President Nixon, in the run-up to the 1972 election leaned on Federal Reserve Chairman Arthur Burns to ease monetary policy. Nixon was very worried about a recession hurting his chances of reelection—he blamed the economic slowdown in 1960 for his loss to John Kennedy in a very close election. Evidence shows that Nixon’s pressure to lower interest rates in advance of the 1972 election helped spur inflation.
Then the Federal Reserve under Paul Volcker hiked interest rates and tackled inflation. Did that become a lesson for the central bank?
Volcker’s policy choices were very unpopular at the time they were implemented in 1979 and 1980, but they broke the back of the inflationary cycle of the 1970s and set the stage for sustained growth with low inflation. This demonstrated the importance of the independence of the Federal Reserve, and that experience, as well as economic theory and empirical analyses, set the stage for legislation that made central banks across the globe more insulated from politics.
This has contributed to lower inflation since the early 1980s, not only in the United States but across the world. With greater independence, central banks were not forced to finance government debt or bend to politician’s desires, but could make decisions based on good economic analysis on how to stabilize the economy.
What’s a recent example of the failure of central bank independence, and the consequences of that?
Turkish president Recep Erdoğan took political control of his nation’s central bank over the past few years, keeping interest rates low even as inflation heated up. Erdoğan wanted lower interest rates because that would help promote investment and consumption of big-ticket items. But the consequence was even higher inflation. This was not the case of boosting an economy before an election, but of a sitting leader wanting to control the economy through pressure on the central bank. But it didn’t end well.
President Trump has also mentioned how lower interest rates would help lower the government’s interest payments on the national debt. What is the link between monetary policy and fiscal policy?

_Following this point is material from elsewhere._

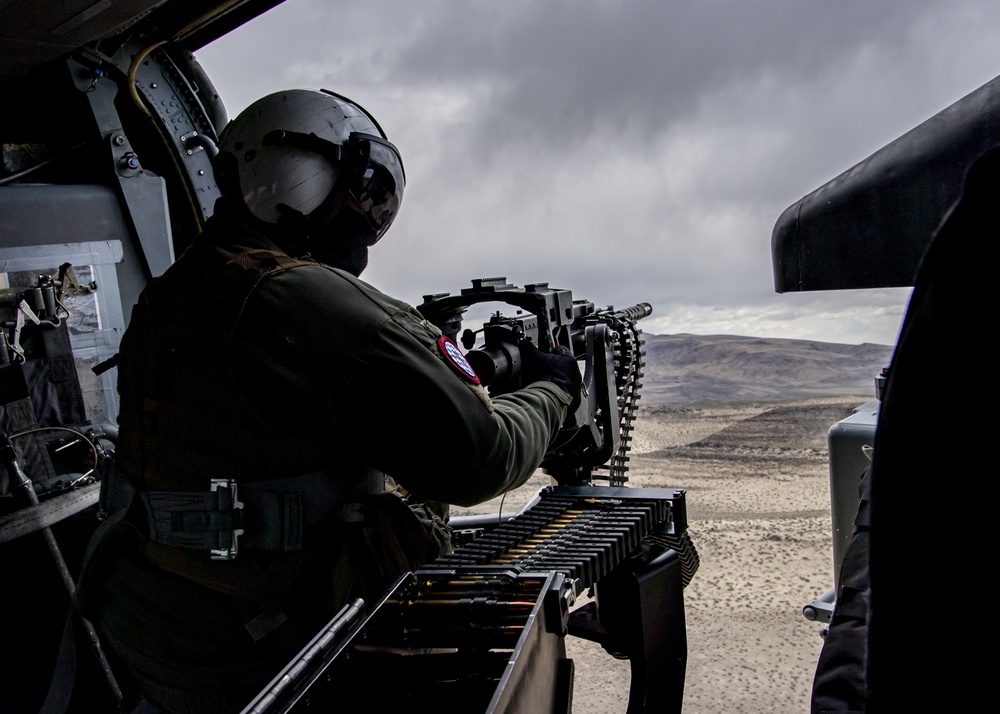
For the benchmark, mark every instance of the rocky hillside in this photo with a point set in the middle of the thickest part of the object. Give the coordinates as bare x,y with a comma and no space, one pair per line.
684,369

When the government runs a budget deficit, it sells bonds to pay its creditors. The bonds can be bought either by the public or by the central bank. When the central bank purchases bonds, it uses money that had not been in circulation—so the money supply increases with what is called the “monetization of the deficit.”
To limit this possibility, countries have a firewall between their treasury or finance ministry, which collect tax revenues and pay for government goods and services, and the central bank, which controls the supply of money and interest rates.
A central bank controlled by the executive branch could be prone to monetize the government’s budget deficits as a way to avoid the more transparent cost of raising taxes. This leads to inflation, which is itself a kind of tax.
There are a number of examples of this. Argentina has had persistent economic crises because they ran big budget deficits financed by printing money. One of the most dramatic and famous examples is the German hyperinflation of the 1920s. Germany had to make large reparation payments, which were seen as illegitimate within Germany, and it was very hard for the government to tax to pay those.
So the German central bank printed money to make payments, which led to runaway hyperinflation. You can trace the defeat of Germany in 1918 and the subsequent hyperinflation and economic instability of the 1920s directly to the rise of fascism and, ultimately, to World War II.